Live in Non-profit Senior Living Communities

Similar to profit counterparts, non-profit senior living communities provide different services, facilities, and care intended for the elderly. These include memory care, assisted living, and independent living. The only difference is that non-profit senior living communities are much more affordable.

Additionally, the residents' fees and sponsors' donations are reinvested into non-profit senior living communities. They leverage it for the development of their staff and facilities, as well as financial assistance for residents in need.

Since they’re usually faith-based and affiliated with good fraternities, rest assured that non-profit senior living communities ensure the seniors’ whole being. These include their physical, mental, spiritual, and social needs, regardless of their financial situation.

Invest in Long-term Care Insurance

For most seniors, a medical emergency can easily become a financial crisis since most don’t have a regular income after retirement.

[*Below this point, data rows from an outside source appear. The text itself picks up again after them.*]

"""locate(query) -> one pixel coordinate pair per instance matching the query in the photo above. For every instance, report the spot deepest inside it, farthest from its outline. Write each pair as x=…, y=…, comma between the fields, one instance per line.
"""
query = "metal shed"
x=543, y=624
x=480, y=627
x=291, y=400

The good news is a debt crisis can be prevented with the help of health insurance. They can help the elderly pay lower or no medical bills.

Moreover, there’s no Medicare assisted living that focuses on custodial care. They don’t cover the costs of its facilities and residence, as well as other expenses for long-term residential care, including nursing homes or memory care facilities.

Long-term care insurance, however, can pay a part or all the assisted living costs up to the monthly benefit limit. They also cover adult day care, home care, and nursing home care expenses.

The only downside of long-term care insurance is that seniors must buy it before using it. In addition, it’s hard to qualify for it if you’re over 75 or have an existing health condition. Hence, it’s always better to invest in it at the earliest.

First, every person’s age significantly influences the premiums of health plans. The older a person is, the higher their premiums will be. Second, there’s ongoing medical inflation these days. While it can translate to better medical advancement, it poses risks to many older adults, especially those on a shoestring budget. Being insured in advance is the safest way to tackle these burgeoning medical costs.

Take Advantage of Senior-Focused Loans

Several credit products are designed for the elderly, regardless of their credit rating. Seniors who need to make ends meet or want to start a new business to generate another income can take advantage of these loans. Such loans include senior term loans, USDA housing repair loans, cash-out refinance loans, and payday loans.

Final Thoughts

It’s a good idea to picture out and plan the future in advance when considering senior living options. Even if your aging loved one isn’t yet in need of medical assistance and care at this point in their life, investing in it can make a whole lot of difference in the future.